Since then Earth day has become a staple of the culture. Never really a national holiday, it might as well be. There are t-shirts, cards, flowers, celebrations, school assemblies all designed to “raise awareness of the environment” and, as intended with that first Earth Day, enact “positive” changes with regards to people’s actions and government’s response to what organizers see as an environmental crisis. Despite the fact that American opinions about the issue of environmentalism and climate change vary widely, you wouldn’t know it from the way in which Earth Day has permeated the popular culture.
The bottom line for all these “celebrations” is this: They’re not holidays. They’re annual political rallies.
So if we continue to stipulate the unproven but unceasingly alleged “for-profit” origins behind our traditional holidays, the real question then, becomes this: How is that any more cynical and mercenary than these new holidays of mass hysteria?
Is the for-profit creation of an atmosphere where people choose to be nice to one another worse than an NGO’s attempt to create a ritually annualized political rally seeking to generate good will and hope for the purpose of providing political cover for the government coercion of the populace? Sure, you might feel bad about not sending Mom a card in May. But does that outweigh the fines and prison terms you might suffer for failing to comply with environmental restrictions that owe their existence in part because of pseudo-events such as Earth Day?

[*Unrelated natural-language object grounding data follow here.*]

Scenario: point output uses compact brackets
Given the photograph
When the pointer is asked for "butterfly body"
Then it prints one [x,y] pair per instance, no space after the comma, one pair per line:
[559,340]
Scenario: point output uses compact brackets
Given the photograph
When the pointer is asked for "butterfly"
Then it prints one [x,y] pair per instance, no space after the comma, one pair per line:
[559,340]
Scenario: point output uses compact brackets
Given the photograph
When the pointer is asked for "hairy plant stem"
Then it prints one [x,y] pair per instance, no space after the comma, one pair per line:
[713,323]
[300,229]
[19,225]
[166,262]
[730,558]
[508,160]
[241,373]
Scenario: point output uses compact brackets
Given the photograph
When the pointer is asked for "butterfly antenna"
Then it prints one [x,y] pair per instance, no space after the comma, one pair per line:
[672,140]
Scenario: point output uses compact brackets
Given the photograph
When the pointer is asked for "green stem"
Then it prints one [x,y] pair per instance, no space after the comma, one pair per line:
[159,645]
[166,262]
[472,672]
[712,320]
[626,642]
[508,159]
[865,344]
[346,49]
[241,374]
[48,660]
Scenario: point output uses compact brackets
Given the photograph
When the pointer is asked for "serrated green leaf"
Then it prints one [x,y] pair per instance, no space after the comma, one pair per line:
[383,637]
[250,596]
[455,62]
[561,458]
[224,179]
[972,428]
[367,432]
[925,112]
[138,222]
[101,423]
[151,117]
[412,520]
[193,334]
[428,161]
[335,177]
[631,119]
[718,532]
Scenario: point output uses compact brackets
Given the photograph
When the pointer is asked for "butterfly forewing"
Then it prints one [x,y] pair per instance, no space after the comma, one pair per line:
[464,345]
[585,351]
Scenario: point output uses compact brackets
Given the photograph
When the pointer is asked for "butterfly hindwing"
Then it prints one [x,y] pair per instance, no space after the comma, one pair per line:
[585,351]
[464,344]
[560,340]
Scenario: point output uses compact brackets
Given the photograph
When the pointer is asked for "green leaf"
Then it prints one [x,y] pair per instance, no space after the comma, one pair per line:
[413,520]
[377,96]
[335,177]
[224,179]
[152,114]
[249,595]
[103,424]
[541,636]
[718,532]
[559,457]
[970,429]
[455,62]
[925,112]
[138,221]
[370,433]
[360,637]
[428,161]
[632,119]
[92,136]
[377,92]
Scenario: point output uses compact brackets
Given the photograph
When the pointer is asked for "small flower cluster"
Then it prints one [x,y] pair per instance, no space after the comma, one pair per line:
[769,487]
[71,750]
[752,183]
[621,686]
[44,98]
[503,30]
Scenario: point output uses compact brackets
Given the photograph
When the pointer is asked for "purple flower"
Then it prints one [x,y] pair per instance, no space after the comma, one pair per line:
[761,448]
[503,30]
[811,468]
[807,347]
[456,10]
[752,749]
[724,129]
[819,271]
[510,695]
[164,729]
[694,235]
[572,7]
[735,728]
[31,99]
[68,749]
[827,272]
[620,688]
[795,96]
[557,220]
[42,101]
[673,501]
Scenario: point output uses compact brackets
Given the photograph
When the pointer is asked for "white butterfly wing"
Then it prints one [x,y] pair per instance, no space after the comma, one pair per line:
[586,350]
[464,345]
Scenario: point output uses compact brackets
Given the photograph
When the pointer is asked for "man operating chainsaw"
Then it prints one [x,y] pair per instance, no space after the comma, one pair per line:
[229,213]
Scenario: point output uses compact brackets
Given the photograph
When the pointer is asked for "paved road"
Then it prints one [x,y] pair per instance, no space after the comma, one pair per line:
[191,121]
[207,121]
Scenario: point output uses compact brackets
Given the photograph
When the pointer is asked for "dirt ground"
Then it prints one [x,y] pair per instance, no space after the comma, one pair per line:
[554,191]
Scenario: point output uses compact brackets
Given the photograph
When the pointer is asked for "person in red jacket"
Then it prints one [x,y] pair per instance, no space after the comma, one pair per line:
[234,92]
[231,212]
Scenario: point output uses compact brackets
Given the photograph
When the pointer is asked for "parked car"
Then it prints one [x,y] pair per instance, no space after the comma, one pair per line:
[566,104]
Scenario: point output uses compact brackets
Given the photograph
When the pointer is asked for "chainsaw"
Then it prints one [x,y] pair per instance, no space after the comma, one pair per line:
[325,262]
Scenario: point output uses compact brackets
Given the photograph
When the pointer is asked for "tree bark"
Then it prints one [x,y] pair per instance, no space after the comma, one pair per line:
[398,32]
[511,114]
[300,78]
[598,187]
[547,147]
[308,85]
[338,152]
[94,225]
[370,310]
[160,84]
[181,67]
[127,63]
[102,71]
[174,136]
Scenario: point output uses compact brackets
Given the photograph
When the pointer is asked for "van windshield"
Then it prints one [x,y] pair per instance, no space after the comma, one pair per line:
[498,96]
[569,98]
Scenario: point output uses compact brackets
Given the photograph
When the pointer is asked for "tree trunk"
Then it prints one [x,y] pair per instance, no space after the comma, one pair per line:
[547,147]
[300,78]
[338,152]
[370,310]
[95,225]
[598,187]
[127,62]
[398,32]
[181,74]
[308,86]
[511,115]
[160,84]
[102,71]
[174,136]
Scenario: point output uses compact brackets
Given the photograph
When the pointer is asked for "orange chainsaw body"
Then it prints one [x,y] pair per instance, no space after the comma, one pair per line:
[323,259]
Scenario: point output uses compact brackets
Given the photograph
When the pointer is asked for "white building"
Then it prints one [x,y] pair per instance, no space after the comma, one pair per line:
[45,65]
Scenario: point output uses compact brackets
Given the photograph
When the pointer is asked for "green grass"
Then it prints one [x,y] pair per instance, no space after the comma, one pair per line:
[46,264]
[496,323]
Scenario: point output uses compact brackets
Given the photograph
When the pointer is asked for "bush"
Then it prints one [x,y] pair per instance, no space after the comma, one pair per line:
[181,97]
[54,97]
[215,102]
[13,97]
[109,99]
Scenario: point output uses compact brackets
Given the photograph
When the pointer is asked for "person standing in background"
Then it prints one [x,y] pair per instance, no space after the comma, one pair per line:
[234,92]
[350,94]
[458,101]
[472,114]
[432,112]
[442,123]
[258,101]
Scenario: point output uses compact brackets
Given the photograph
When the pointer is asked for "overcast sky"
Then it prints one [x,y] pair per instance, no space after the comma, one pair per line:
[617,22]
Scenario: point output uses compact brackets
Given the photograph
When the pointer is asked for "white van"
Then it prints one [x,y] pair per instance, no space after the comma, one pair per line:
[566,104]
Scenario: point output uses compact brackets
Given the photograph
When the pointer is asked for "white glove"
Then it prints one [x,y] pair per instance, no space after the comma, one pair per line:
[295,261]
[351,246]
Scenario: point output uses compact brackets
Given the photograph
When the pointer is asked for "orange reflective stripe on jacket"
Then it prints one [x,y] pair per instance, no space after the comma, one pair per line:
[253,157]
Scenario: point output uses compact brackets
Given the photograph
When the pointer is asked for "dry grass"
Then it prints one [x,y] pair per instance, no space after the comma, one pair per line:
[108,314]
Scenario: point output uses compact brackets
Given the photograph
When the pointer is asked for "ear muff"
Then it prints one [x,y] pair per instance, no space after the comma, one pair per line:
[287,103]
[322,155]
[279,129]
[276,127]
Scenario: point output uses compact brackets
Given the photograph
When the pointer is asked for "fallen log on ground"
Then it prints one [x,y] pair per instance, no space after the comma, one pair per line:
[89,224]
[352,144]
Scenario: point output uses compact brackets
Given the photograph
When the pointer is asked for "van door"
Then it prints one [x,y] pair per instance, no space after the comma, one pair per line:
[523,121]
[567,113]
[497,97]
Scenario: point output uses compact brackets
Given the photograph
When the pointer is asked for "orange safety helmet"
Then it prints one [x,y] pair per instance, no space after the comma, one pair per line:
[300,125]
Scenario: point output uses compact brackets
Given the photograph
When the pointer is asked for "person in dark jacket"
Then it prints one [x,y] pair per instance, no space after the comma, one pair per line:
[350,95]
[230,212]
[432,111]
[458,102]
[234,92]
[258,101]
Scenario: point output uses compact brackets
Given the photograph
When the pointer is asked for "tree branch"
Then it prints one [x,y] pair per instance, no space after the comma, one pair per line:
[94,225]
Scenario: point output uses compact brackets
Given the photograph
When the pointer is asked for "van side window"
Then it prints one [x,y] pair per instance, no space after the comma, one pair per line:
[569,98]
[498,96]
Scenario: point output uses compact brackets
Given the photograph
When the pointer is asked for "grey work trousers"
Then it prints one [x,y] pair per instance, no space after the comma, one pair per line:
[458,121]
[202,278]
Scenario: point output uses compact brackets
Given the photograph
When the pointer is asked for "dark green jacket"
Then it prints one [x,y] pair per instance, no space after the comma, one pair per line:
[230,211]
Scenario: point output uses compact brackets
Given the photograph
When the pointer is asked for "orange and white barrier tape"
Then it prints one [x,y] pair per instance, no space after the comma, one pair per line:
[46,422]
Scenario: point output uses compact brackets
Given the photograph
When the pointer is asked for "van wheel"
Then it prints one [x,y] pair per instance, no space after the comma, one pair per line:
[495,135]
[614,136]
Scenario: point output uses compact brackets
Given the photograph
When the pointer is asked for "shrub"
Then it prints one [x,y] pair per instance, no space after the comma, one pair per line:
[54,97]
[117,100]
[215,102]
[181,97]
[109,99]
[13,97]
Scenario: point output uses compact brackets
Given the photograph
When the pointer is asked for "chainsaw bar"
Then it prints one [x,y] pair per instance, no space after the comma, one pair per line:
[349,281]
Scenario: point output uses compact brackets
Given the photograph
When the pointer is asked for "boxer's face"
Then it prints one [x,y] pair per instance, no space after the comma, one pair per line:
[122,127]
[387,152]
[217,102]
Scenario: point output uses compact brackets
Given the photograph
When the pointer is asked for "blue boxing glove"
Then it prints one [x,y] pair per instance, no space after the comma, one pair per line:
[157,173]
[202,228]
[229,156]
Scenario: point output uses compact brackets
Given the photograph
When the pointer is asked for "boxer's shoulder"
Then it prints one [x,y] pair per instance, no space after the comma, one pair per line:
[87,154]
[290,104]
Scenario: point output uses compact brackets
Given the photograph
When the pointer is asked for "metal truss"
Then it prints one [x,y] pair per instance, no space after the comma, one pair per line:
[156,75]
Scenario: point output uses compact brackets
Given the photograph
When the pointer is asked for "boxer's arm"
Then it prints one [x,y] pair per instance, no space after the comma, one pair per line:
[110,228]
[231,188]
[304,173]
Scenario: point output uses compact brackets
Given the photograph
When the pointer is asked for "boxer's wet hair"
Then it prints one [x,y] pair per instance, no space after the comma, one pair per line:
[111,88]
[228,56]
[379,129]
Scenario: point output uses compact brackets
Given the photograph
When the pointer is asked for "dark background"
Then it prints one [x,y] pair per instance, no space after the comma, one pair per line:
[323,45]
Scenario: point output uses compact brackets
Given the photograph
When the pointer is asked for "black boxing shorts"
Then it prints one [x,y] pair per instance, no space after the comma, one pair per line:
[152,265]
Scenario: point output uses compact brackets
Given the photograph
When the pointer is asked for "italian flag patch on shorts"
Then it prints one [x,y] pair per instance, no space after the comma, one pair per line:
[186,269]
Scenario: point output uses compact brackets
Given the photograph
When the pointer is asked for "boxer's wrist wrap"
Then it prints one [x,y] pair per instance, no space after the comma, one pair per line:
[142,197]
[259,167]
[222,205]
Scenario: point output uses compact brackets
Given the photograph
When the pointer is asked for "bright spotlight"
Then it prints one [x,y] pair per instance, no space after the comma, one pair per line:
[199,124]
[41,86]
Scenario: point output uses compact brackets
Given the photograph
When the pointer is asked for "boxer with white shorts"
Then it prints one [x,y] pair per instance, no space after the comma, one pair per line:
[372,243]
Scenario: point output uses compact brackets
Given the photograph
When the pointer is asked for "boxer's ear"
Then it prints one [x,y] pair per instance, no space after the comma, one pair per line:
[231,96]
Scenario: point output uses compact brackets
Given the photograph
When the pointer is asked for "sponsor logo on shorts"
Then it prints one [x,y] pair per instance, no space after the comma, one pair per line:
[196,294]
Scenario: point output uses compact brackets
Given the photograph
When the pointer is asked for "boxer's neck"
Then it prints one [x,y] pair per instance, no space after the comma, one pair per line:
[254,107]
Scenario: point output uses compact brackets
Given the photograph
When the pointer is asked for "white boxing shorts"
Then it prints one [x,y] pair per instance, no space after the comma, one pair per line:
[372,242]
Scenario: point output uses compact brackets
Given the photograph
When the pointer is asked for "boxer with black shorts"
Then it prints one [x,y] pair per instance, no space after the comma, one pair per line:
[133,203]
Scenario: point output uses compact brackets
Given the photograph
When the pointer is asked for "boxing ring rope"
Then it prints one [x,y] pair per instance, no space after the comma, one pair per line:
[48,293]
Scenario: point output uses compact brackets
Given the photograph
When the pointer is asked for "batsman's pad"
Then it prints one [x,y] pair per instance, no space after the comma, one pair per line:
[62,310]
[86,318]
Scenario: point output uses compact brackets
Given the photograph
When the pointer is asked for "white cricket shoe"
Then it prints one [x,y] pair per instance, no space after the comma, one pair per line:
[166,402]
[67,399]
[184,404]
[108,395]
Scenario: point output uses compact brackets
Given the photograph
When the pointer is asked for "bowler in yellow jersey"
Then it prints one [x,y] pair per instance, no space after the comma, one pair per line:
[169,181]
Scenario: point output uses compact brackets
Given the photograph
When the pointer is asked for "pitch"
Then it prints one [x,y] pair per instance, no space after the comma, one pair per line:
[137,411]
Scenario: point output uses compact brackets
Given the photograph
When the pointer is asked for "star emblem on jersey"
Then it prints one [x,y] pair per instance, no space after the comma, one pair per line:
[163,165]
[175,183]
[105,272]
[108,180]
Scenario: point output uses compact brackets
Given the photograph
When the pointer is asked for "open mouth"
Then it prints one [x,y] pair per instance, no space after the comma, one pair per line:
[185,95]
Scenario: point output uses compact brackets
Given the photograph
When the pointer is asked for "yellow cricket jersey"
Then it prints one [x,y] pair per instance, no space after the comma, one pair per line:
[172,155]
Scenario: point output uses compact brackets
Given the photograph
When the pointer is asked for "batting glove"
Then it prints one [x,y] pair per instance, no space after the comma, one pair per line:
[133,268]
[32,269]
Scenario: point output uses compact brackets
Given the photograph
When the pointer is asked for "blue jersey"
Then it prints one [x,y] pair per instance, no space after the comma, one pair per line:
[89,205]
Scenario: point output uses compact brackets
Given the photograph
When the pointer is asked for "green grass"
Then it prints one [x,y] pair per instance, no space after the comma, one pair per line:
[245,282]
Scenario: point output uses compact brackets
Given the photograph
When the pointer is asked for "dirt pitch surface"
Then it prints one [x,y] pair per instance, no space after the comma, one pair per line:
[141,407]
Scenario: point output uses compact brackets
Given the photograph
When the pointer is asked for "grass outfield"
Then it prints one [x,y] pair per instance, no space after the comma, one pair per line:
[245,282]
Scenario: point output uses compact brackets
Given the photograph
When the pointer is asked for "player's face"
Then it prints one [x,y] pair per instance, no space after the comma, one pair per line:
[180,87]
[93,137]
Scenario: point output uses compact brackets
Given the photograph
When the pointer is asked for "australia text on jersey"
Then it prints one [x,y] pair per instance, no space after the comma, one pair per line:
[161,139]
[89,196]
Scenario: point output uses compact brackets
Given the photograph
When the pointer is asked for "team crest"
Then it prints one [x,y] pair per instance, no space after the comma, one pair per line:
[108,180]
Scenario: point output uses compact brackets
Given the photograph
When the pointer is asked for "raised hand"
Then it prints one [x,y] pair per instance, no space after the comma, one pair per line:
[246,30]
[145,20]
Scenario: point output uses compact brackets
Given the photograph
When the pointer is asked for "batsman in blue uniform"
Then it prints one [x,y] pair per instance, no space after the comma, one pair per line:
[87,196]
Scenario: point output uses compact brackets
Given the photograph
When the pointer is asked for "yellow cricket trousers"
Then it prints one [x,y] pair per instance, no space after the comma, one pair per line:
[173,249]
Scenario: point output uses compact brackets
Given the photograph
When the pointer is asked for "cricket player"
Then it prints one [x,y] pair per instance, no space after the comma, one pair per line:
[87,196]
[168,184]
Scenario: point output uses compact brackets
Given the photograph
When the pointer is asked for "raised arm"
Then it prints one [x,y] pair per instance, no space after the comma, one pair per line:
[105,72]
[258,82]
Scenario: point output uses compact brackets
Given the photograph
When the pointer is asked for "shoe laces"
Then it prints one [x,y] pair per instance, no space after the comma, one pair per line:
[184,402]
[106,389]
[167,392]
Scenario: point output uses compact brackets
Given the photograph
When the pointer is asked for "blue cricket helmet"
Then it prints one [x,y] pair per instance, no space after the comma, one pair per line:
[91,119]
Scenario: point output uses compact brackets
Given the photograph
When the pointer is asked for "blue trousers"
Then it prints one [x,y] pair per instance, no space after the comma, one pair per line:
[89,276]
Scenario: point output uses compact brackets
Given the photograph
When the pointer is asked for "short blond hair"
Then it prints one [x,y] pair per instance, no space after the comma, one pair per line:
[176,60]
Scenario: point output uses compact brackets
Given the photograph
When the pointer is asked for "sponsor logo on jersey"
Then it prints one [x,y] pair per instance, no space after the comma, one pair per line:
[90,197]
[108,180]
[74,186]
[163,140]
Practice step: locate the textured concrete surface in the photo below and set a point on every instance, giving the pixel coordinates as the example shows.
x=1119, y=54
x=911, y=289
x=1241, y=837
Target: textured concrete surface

What’s troubling is that as it becomes socially acceptable to criticize the traditional holidays, it’s becoming increasingly difficult to throw even the smallest bit of shade upon the “justice” holidays. So those who would criticize the traditional holidays while propping up social justice events do double damage. On the one hand they attempt to discredit holidays where free, choice-based expressions of compassion, love, and the search for meaning are encouraged while simultaneously creating an atmosphere that appropriates those same drives and needs and drives them towards coercive goals.
Ultimately, the distinction becomes one between holidays and annualized political events—with intelligentsia and popular culture increasingly seeking to establish the primacy of the latter at the expense of the former. In a stunning display of cultural projection, the organizers of these truly manufactured activist holidays seek to negate the possibility that real expressions of love, awe and compassion can exist without some top-down and mercenary organization to them. Since everything activists create is a cynical appropriation of the human spirit, they can’t imagine or understand real expressions of human meaning, beauty, or emotion. They can’t imagine that anything could exist solely to enrich the soul.